Maria beklagte sich: »Sie trägt schwarze Kleider. Sie könnte wollen, daß ich diese schönen Gewänder, deine Geschenke, ablege und das Sackzeug der Büßerinnen antue. Sie könnte mir gebieten, dich jetzt, nachdem du mich nach Galiläa gebracht hast, zu verlassen. Davor habe ich Angst.«
»Maria von Beeroth«, rief ich erregt, »worauf hoffst du eigentlich? Und was stellst du dir im Zusammenhang mit meiner Person vor?«
»Ich hoffe auf nichts und stelle mir nichts vor«, rief sie ebenso heftig und warf den Kopf mit stolzer Gebärde zurück. »Sei überzeugt davon! Ich möchte nur eines Tages in deiner Nähe leben können. Noch vor wenigen Tagen hast du andere Töne angeschlagen, als dich hohes Fieber im Bett schüttelte und ich dir die aufgesprungenen Lippen netzte und du mich flehentlich batest, meine Hand auf deine Stirn zu legen und dir die ganze Nacht, während du schliefst, die Hand zu halten. Aber denke nicht, daß ich mir deswegen irgend etwas erhoffe oder vorstelle. O nein! Diese Tage waren schön und gehören zu den schönsten meines ganzen Lebens. Ich würde sie nicht gern plötzlich enden sehen. Aber tu natürlich, wie dir beliebt! Es ist mir klar, daß du nicht das tun wirst, was mir beliebt.«
Ich erkannte, daß es hoch an der Zeit war, mich von ihr zu trennen. Je länger sie bei mir blieb, desto fester band sie mich Tag für Tag auf vielerlei Art an sich, so daß ich mich ganz nutzlos an ihre Gegenwart gewöhnte. Ähnlich ergeht es einem, wenn man, ohne sich etwas Besonderes dabei zu denken, einen Sklaven oder einen Hund anschafft und dann feststellt, daß man an dem Hunde hängt oder den Sklaven nicht mehr entbehren kann.
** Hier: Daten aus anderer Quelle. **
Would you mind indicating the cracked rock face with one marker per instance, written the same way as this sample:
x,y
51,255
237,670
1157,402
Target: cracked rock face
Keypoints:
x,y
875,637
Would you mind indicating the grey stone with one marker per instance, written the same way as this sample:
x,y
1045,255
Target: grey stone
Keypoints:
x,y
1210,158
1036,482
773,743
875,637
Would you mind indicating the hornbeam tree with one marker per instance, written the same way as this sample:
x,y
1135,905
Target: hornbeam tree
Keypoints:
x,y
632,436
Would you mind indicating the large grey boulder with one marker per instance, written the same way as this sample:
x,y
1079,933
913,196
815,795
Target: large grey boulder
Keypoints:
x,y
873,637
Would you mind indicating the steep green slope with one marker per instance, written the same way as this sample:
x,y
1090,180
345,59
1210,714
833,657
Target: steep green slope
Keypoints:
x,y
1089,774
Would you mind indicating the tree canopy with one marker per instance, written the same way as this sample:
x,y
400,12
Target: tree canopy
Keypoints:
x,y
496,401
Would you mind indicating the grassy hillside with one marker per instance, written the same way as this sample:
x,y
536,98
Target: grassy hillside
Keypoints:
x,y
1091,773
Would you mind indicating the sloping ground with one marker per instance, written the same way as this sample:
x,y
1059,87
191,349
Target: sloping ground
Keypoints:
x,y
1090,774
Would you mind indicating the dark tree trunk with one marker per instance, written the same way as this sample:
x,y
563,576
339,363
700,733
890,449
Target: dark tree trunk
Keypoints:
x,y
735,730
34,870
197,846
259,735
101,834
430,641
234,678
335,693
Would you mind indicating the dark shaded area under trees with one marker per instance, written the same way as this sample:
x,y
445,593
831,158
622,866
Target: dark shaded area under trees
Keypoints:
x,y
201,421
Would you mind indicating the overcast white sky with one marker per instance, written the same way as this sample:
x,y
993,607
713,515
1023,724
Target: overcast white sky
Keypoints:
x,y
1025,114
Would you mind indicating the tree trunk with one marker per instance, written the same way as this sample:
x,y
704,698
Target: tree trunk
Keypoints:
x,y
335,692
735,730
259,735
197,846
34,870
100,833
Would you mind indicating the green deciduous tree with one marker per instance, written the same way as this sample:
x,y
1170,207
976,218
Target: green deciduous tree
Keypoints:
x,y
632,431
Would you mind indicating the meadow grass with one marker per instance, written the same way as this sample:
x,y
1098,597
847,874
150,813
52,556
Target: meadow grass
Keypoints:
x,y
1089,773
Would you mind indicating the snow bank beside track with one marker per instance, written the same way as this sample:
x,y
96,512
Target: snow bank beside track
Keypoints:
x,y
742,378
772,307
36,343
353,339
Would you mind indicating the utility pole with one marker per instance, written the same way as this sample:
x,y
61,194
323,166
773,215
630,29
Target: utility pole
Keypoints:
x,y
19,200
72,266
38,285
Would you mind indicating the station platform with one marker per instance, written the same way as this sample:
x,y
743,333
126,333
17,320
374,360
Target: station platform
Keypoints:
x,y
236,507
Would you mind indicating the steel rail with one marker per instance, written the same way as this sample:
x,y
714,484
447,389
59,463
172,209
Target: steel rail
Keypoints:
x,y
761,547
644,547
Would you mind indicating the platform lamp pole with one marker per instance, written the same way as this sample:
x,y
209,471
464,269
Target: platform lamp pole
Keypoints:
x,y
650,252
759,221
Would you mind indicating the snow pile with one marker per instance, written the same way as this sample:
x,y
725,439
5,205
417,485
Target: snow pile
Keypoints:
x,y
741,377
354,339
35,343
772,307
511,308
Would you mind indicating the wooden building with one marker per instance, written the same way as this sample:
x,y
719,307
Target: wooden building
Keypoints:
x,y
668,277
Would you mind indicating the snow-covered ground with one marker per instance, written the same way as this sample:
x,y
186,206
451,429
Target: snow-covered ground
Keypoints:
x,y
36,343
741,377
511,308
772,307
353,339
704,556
Tags darauf mietete ich also ein Fischerboot mit zwei Ruderern, und wir fuhren über die leuchtenden Wellen des Sees nach Magdala. Maria beschattete sich zimperlich den Kopf; im Gasthof hatte sie sich, gleich den anderen Frauen des Ortes, das Gesicht sorgfältig mit Gurkensaft eingerieben, zur Beseitigung der Sonnenbräune. Während der Reise von Jerusalem hierher hatte sie solche Sorgen nicht gekannt.